CurvSSL: Local Geometry in Self-Supervised Learning

3D diagram showing a data manifold with regions of high curvature highlighted in warm colors, alongside embeddings projected onto a unit hypersphere with lines connecting nearest neighbors.

CurvSSL: Local Geometry in Self-Supervised Learning

The field of self-supervised learning has just received a significant boost with CurvSSL, an innovative approach that incorporates explicitly the local geometry of the data manifold. While traditional non-contrastive methods have ignored this fundamental aspect, CurvSSL maintains the standard two-view architecture but introduces a curvature-based regularizer that captures essential geometric properties 🧠.

Curvature Mechanism in Embedding Spaces

Each embedding is treated as a vertex whose discrete curvature is calculated through cosine interactions on the unit hypersphere with its k nearest neighbors. The kernel variant operates in Hilbert spaces with reproducing kernels, deriving curvature from localized Gram matrices. These measurements are synchronized between views through a loss function inspired by Barlow Twins, which reduces redundancies while ensuring invariance to augmentations and geometric consistency 🔄.

Main features of the approach:

Discrete curvature calculation through cosine relationships on the unit hypersphere
Kernel variant operating in Hilbert spaces with reproducing kernels
Loss that aligns and decorrelates curvatures between different views

Curvature has transcended the realm of 3D design to become a fundamental ally in machine learning, demonstrating that well-defined curves have charm even in embedding spaces.

Experimental Evaluation and Comparisons

Tests conducted on benchmark datasets such as MNIST and CIFAR-10 using ResNet-18 reveal that CurvSSL generates results that match or surpass established methods like Barlow Twins and VICReg. These findings confirm that local geometric information effectively complements purely statistical regularizers, offering a richer perspective on the intrinsic structure of the data 📊.

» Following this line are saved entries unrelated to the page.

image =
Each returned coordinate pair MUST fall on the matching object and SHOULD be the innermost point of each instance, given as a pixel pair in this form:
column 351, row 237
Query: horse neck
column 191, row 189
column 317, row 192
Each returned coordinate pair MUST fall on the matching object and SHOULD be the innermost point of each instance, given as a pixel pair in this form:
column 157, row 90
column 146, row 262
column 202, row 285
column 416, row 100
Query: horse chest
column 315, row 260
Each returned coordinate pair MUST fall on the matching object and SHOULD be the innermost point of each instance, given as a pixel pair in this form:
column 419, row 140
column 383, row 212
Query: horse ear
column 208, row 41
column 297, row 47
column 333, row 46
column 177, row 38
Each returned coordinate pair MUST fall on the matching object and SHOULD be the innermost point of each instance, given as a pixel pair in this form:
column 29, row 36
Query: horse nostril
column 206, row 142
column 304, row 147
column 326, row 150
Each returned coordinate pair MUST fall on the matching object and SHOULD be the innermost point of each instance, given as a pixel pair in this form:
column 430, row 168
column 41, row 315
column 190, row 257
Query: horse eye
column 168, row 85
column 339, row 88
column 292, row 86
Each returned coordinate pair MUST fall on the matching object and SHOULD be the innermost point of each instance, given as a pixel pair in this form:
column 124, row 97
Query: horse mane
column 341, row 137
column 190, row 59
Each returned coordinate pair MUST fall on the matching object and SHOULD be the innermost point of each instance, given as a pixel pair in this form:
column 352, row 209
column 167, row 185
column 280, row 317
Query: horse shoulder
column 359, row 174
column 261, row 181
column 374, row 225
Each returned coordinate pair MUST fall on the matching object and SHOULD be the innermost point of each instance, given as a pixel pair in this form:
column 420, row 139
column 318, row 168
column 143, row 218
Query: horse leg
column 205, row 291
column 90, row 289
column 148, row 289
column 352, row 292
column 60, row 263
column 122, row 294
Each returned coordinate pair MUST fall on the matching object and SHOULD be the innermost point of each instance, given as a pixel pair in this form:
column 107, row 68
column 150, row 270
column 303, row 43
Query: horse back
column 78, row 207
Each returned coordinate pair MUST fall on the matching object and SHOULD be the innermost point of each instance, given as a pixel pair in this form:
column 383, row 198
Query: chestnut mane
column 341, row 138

Advantages demonstrated experimentally:

Competitive or superior performance against established methods
Effective integration between geometric information and statistical regularizers
Enhanced capture of the intrinsic structure of the data

Implications and Future of the Approach

The incorporation of explicit local geometry represents a significant conceptual advance in self-supervised learning. CurvSSL not only improves practical performance but also enriches our theoretical understanding of how models can learn more meaningful representations by considering the underlying geometric structure of the data. This hybrid approach between statistics and geometry promises to open new directions in representation learning research 🚀.